1What the platform is
Welnote is a secure, offline-first distributed care coordination platform. It connects three roles around one longitudinal patient record: field health workers who deliver care in the community, remote doctors who review cases asynchronously, and program supervisors who run the program.
This is not a telemedicine app or an EMR replacement. It is store-and-forward clinical coordination infrastructure that keeps a distributed team working from the same patient record—even when no one is online at the same time.
The clinical side of this is detailed under Care Model and Clinical Safety, and the privacy side under Data Ethics & Privacy. What follows is the engineering rationale that makes them work in the field.
2Why offline-first
In the field, connectivity is the exception, not the rule. So offline is not a degraded mode—it is the default. All clinical functionality must operate without internet access. A worker can register a patient, capture observations, classify urgency, and log a follow-up with no signal at all; the network only matters later, for reconciliation.
3Why sync architecture
Because the team is rarely online at once, the system is asynchronous by design: store-and-forward in both directions. Field observations move toward doctors and supervisors, while care plans, follow-up recommendations, and status changes move back toward the field.
- Local-first writes, delivered asynchronously with guaranteed eventual delivery
- Bidirectional sync — push to cloud, then pull doctor and supervisor changes back to the field
- Per-entity cursors so each table syncs independently
- Idempotent delivery via mutation keys — retries never duplicate records
- Optimistic concurrency via row versions — the server rejects stale writes and re-queues a merge
- Field-level conflict authority — each actor owns specific fields; observations are append-only
The sync engine is the most critical reliability layer in the system. It determines clinical continuity, data integrity, field usability, and scalability.
4Why program-based architecture
The program is the tenant and the security boundary. Every record belongs to a program; row-level security on every cloud table makes program membership the authorization boundary. This keeps each partner's data isolated and makes access decisions simple and auditable.
Access (what you can see) is program-scoped, while assignment (who is responsible for a case) is tracked separately—so visibility and responsibility never have to be the same thing.
5Why local ownership
The architecture reverses standard SaaS assumptions to keep authority where care happens.
The mobile device is the system of record.
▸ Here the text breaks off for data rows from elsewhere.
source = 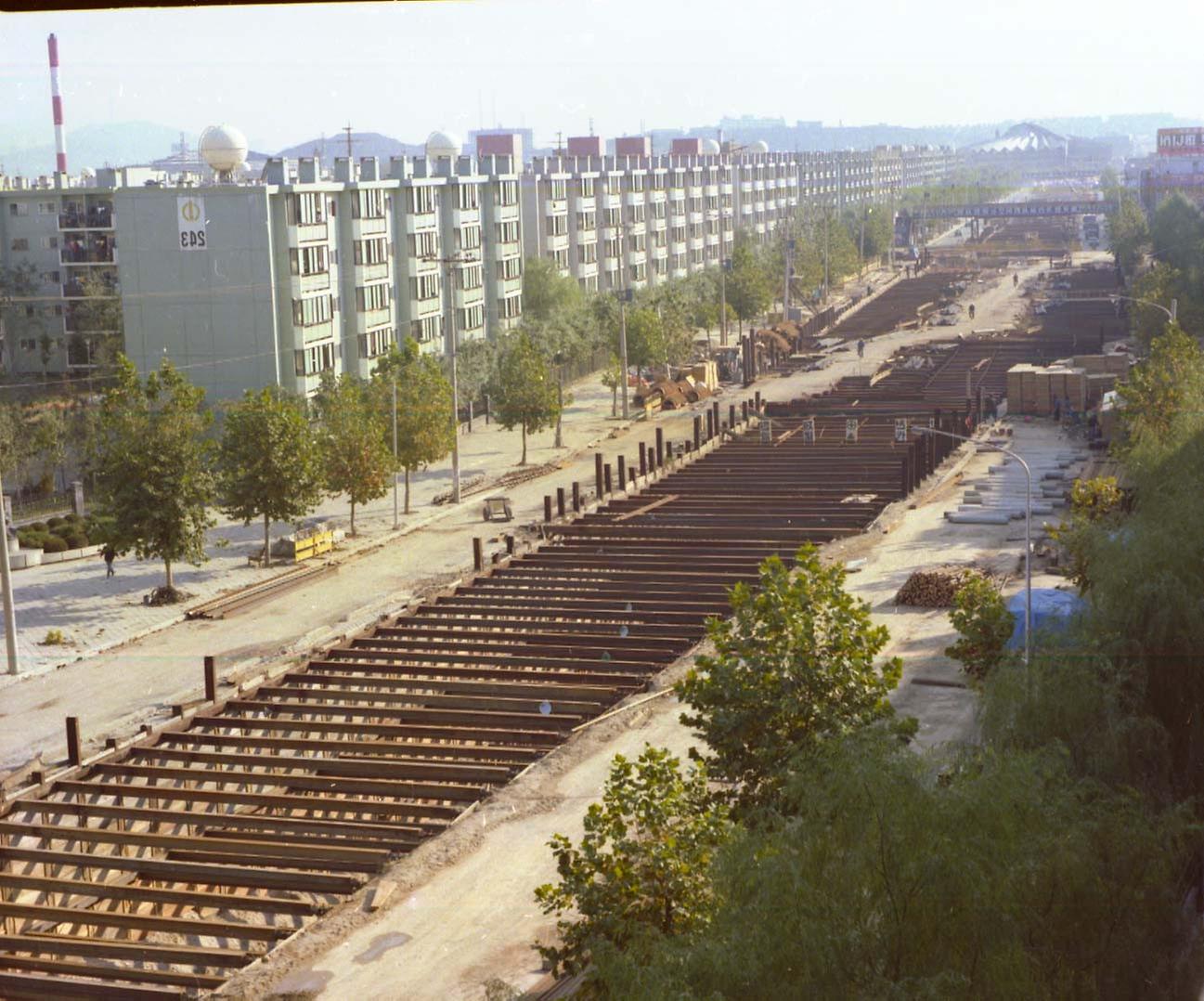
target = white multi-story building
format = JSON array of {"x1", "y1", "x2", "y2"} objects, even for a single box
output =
[{"x1": 0, "y1": 133, "x2": 523, "y2": 398}]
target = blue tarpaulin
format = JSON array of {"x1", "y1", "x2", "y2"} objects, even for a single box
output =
[{"x1": 1008, "y1": 588, "x2": 1085, "y2": 649}]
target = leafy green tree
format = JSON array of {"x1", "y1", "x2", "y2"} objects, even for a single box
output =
[
  {"x1": 677, "y1": 544, "x2": 903, "y2": 805},
  {"x1": 315, "y1": 373, "x2": 394, "y2": 535},
  {"x1": 1150, "y1": 193, "x2": 1204, "y2": 276},
  {"x1": 498, "y1": 332, "x2": 560, "y2": 466},
  {"x1": 1107, "y1": 193, "x2": 1150, "y2": 275},
  {"x1": 97, "y1": 356, "x2": 215, "y2": 596},
  {"x1": 727, "y1": 240, "x2": 773, "y2": 323},
  {"x1": 523, "y1": 258, "x2": 581, "y2": 320},
  {"x1": 535, "y1": 745, "x2": 729, "y2": 973},
  {"x1": 373, "y1": 337, "x2": 455, "y2": 514},
  {"x1": 945, "y1": 573, "x2": 1015, "y2": 680},
  {"x1": 216, "y1": 389, "x2": 323, "y2": 566},
  {"x1": 595, "y1": 734, "x2": 1198, "y2": 1001}
]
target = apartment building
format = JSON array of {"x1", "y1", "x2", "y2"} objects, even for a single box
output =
[{"x1": 0, "y1": 133, "x2": 523, "y2": 398}]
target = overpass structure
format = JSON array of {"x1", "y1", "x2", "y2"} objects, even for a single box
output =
[{"x1": 913, "y1": 199, "x2": 1116, "y2": 219}]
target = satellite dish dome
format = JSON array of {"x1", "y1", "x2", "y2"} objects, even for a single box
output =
[
  {"x1": 200, "y1": 125, "x2": 247, "y2": 174},
  {"x1": 426, "y1": 129, "x2": 461, "y2": 161}
]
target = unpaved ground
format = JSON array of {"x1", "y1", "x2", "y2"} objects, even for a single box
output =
[
  {"x1": 0, "y1": 257, "x2": 1035, "y2": 774},
  {"x1": 223, "y1": 422, "x2": 1083, "y2": 1001}
]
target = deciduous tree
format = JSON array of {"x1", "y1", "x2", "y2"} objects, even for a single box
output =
[
  {"x1": 316, "y1": 373, "x2": 394, "y2": 535},
  {"x1": 535, "y1": 745, "x2": 729, "y2": 973},
  {"x1": 97, "y1": 356, "x2": 214, "y2": 597},
  {"x1": 218, "y1": 389, "x2": 323, "y2": 566},
  {"x1": 498, "y1": 332, "x2": 560, "y2": 466}
]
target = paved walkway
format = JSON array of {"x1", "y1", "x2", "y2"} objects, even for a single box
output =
[{"x1": 0, "y1": 264, "x2": 1035, "y2": 773}]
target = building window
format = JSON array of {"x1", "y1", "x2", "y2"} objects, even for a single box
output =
[
  {"x1": 284, "y1": 191, "x2": 326, "y2": 227},
  {"x1": 292, "y1": 295, "x2": 335, "y2": 327},
  {"x1": 455, "y1": 226, "x2": 481, "y2": 251},
  {"x1": 409, "y1": 313, "x2": 443, "y2": 344},
  {"x1": 457, "y1": 184, "x2": 481, "y2": 210},
  {"x1": 356, "y1": 282, "x2": 389, "y2": 313},
  {"x1": 457, "y1": 303, "x2": 485, "y2": 330},
  {"x1": 409, "y1": 271, "x2": 439, "y2": 303},
  {"x1": 352, "y1": 188, "x2": 384, "y2": 219},
  {"x1": 360, "y1": 327, "x2": 396, "y2": 358},
  {"x1": 409, "y1": 186, "x2": 436, "y2": 214},
  {"x1": 289, "y1": 246, "x2": 330, "y2": 275},
  {"x1": 455, "y1": 264, "x2": 483, "y2": 289},
  {"x1": 292, "y1": 344, "x2": 337, "y2": 376},
  {"x1": 409, "y1": 230, "x2": 439, "y2": 258},
  {"x1": 352, "y1": 236, "x2": 389, "y2": 264},
  {"x1": 494, "y1": 181, "x2": 519, "y2": 205}
]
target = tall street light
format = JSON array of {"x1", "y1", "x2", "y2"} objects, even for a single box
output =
[
  {"x1": 422, "y1": 254, "x2": 481, "y2": 503},
  {"x1": 912, "y1": 424, "x2": 1033, "y2": 664}
]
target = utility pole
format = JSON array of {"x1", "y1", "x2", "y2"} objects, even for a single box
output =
[
  {"x1": 0, "y1": 482, "x2": 20, "y2": 674},
  {"x1": 393, "y1": 374, "x2": 400, "y2": 531},
  {"x1": 422, "y1": 254, "x2": 478, "y2": 503}
]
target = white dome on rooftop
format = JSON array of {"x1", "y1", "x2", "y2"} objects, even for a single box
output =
[
  {"x1": 198, "y1": 125, "x2": 247, "y2": 174},
  {"x1": 426, "y1": 129, "x2": 461, "y2": 161}
]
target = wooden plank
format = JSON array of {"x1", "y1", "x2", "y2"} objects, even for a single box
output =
[
  {"x1": 0, "y1": 872, "x2": 326, "y2": 916},
  {"x1": 0, "y1": 844, "x2": 361, "y2": 894},
  {"x1": 0, "y1": 956, "x2": 227, "y2": 1001},
  {"x1": 0, "y1": 901, "x2": 286, "y2": 942},
  {"x1": 0, "y1": 935, "x2": 258, "y2": 969},
  {"x1": 0, "y1": 973, "x2": 185, "y2": 1001}
]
The cloud is a reconciliation layer.
Every actor works against a local database; the cloud reconciles those databases with one another. Patients are pseudonymous by default; a program can choose to sync real names, which row-level security keeps visible only to that program's own members—so local partners and communities retain ownership of the most sensitive data by construction.
6Why AI-assisted workflows (and where they stop)
AI is explicitly separated from clinical decision authority. Future capabilities act on structured data to reduce friction, never to make clinical calls.
- Case summarization
- Translation
- Triage suggestions
- Draft care plans for clinician review
- Population insights
AI acts on structured data, not raw decision authority. A licensed clinician always decides.
7System architecture
7.1 High-level architecture
Field devices (Flutter) — workers and doctors
→ Local database (SQLite / Drift) — source of truth
→ Bidirectional sync engine (push + pull)
→ Cloud reconciliation layer (Supabase)
→ Web portal (Next.js) — doctors, supervisors, admins
→ Program and population intelligence
7.2 Where care happens vs. where it is managed
Mobile is where care happens; the web is where the program is managed. Doctor case review is intentionally available on both—many field doctors only have reliable phone access.
8Data architecture
The data model is small, longitudinal, and append-friendly.
- Program — tenant and security boundary
- Patient — pseudonymous longitudinal entity
- Case — episode of care, with an assignment and status lifecycle
- Observation — append-only clinical data point
- Attachment — encrypted media evidence (EXIF/GPS stripped, AES-256-GCM)
- Care plan — doctor output
- Follow-up — temporal continuity node
- Case event — immutable activity and audit record
The unit of truth is the patient timeline, not the individual visit.
9Security principles
| Layer | Identity type |
|---|---|
| Device | Pseudonymous ID + optional real identity |
| Cloud | Pseudonymous ID; optional real identity (RLS) |
| Doctor | Pseudonymous by default; names if program-enabled |
| Supervisor / NGO | Aggregated data only |
- Program-scoped multi-tenancy with row-level security on every cloud table
- Role-based, least-privilege access (field worker, doctor, supervisor, admin)
- Pseudonymous identifiers by default; optional real names sync only when a program enables them, protected by row-level security
- Server-side audit log written on successful sync
- Program-scoped attachment encryption so authorized reviewers can decrypt field photos
- Remote device wipe if a phone is lost or seized
The full privacy rationale is on the Data Ethics & Privacy page.
10Thesis statement
This system is not:
- Telemedicine
- An EMR replacement
- An appointment system
It is:
A triage-driven, offline-first clinical coordination infrastructure designed for longitudinal care in resource-constrained environments—technology in service of continuity, not a substitute for it.